Originally created 12/13/02

Panel calls for improved indigent defense system



ATLANTA - Georgia's legal defense system for the poor is a patchwork mechanism that produces checkered results and fails to defend their basic constitutional rights, a commission warned the state's top court Thursday.

The panel called for a state-funded, state-managed public defender system to replace an assortment of programs now run by counties and funded primarily through local tax dollars.

Chief Justice Norman Fletcher of the state Supreme Court, which appointed the panel two years ago, called the recommendations "a historic moment in the life of the court."

He said Georgia cannot afford to allow the report to gather dust, and he urged commission members, lawyers, judges and activists to push state leaders to adopt the recommendations.

Gov.-elect Sonny Perdue, who will be faced with cutting the state budget in January because of months of weak tax collections, sent attorney Bruce Bowers to listen to the presentation of the report.

"There's no question about the importance of the work they've done, but without having a chance to look at it and study the budget implications of it, any kind of comment, as you know, is going to be premature," Mr.
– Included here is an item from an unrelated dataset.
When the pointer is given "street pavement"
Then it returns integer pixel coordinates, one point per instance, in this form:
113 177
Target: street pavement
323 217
Bowers said.

Key policymakers have warned for years that the state risks a federal lawsuit and costly corrective action unless it finds a better way to provide legal representation for the nearly 80 percent of criminal defendants too poor to hire a lawyer.

Lawyers assigned to poor clients often are swamped with cases, critics contend, and are forced to hustle through the cases with little preparation.

The commission's report relied in part on a study by a Massachusetts consulting company, the Spangenberg Group, which sent researchers to 19 of the state's 159 counties and conducted interviews with hundreds of officials statewide.

The group found that none of the 19 counties provided sufficient funds to assure quality representation to all indigent defendants.